Being out in the countryside with my dogs gives me time to think. I’ve learnt the pleasure of solitude without being lonely, and that’s a good feeling for me.

Welcome to "Man with two dogs" - the family website for dog owners and dog walkers.

This is my countryside diary which appears each Saturday in the Dundee Courier newspaper.

Festive flights of fancy

December 12th, 2015

P1030762THE DOYENNE and I took advantage of last Sunday’s good weather to deal with all the garden jobs that we’d been finding excuses to put off for the last month or so.

There seem to be two lines of thought about cutting back dead flower heads and leaves. One is to leave it till spring and the old growth will provide protection for the plants in severe weather. The other is to do it now, or earlier, and the plants will survive anyway.

The Doyenne is one for doing it now. It’s most satisfying and relieves the conscience to see tidy flower beds and pruned shrubs.

Nesting boxes
I cleaned out the one nesting box that was occupied this year. Under the Wildlife and Countryside Act 1981 you may only clean out boxes between August and January. Some birds have two if not three broods a season and should not be disturbed during their extended breeding period.

Keep an eye on the box for several days for any late activity before you open it as even August may be too early. Some years ago I wrote about Macbeth disturbing a hen pheasant and finding a nest with seven eggs on 13th September. As the shooting season for pheasants starts on 1st October, that was late. I wouldn’t expect to find eggs much after July. And I recall a swallow producing a brood in the garage at much the same time when it should have been enjoying the heat of a South African summer. As with so much in nature, there are no hard and fast rules about nesting times.

Old nests can get pretty fousty and attract unwanted insects and parasites. Boxes should be scoured out and sterilised with boiling water only; don’t use proprietary chemicals or detergents which can stay in the wood and affect delicate chicks next spring. And you’ll be doing your garden birds a favour if you put a little hay – not straw, which attracts bugs – in the bottom of the box and hang it up again as a warm roost when the severe weather comes.

And I’ve only just put out the bird feeders. It’s been a good autumn for winter berries but they are past their best now and I want to keep the song birds coming to the garden.

Red kites return
A year ago I wrote about an invasion of red kites in the woods at the foot of Glenesk. I was told later that eighty one had been counted one night roosting in the trees. When spring came they dispersed over just a couple of days to mate and breed. They are one of a number of species of bird, like mute swans, that pair for life.

A reader phoned to alert me that they are back again and the Doyenne and I went looking for them on Sunday afternoon. Enigmatic birds – one moment we were looking at an empty sky, the next, half a dozen kites had shimmered in, floating effortlessly on the wind on long slender wings and steering with their unmistakeable deeply forked tail. We stopped counting when we got to fifty.
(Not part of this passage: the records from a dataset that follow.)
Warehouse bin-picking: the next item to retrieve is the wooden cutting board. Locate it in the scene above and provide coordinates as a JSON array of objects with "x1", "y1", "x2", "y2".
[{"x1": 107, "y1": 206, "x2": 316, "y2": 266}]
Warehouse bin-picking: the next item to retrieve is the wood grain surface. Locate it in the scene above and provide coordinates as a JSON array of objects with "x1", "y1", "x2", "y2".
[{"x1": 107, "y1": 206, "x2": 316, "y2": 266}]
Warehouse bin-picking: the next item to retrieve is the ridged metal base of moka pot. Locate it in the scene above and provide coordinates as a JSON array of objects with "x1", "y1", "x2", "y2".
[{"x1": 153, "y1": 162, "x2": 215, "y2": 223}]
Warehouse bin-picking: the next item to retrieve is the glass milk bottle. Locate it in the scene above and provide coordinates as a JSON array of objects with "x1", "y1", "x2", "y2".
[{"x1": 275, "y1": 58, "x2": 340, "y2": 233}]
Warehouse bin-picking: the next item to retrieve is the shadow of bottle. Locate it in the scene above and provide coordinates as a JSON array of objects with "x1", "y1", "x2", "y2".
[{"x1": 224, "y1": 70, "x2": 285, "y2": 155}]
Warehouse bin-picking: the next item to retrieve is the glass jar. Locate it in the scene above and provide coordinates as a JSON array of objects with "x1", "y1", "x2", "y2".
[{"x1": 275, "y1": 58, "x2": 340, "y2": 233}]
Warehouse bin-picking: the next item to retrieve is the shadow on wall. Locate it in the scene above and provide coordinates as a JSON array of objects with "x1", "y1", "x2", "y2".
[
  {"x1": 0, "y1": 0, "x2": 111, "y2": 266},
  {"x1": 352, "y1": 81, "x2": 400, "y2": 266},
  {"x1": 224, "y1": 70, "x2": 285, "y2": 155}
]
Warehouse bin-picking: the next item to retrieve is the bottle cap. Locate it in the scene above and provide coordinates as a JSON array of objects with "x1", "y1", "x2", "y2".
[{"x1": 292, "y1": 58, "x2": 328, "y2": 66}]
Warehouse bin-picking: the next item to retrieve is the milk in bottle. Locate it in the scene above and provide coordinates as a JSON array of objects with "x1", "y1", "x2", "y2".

Kites are principally carrion feeders as their claws are not as strong for killing as other raptors’, but they are quite capable of taking rabbits and small birds. Undoubtedly many will fly long distances each day to feed, but one has to wonder where they find enough food locally for such numbers, and the effect such numbers has on the local populations of small mammals and birds.

On Monday I took Inka up to the wee loch at the foot of the glen. A fine mist was falling and even at half past two we were walking in Stygian gloom. The reflection of the trees cast a deep shadow on the water. It was clear from the noise, because I could hardly see to the other side of the loch, that there were considerably more mallard than usual. I also heard the familiar whistle of several wigeon and presume that the visitors had sought shelter inland from the unsettled weather on the coast.

What a fleg I got when a large cock pheasant, big enough to be in his second year, rose at my feet with a tremendous clatter. Listening to the throb of his wings in the still air brought home just how heavy pheasants are and how hard they have to work to get airborne, climbing sharply to clear the trees, and get themselves up to getaway speed.

Christmas rituals
My hunter-gatherer instinct has reminded me it is time to look for holly for Christmas decorations. When we lived at Logie Pert we had a marvellous holly tree in the garden that faithfully produced berries every year, but it’s hard to find holly trees in the wild. I had two local sources but one was effectively destroyed when a neighbouring tree blew down on it.

As the Doyenne gets into the annual routine of the mince pie conveyer belt, the kitchen is filled with the seductive aroma of her sweet pastry. What chance has my shadow of ever diminishing!

Written on Saturday, December 12th, 2015 at 5:39 pm for Weekly.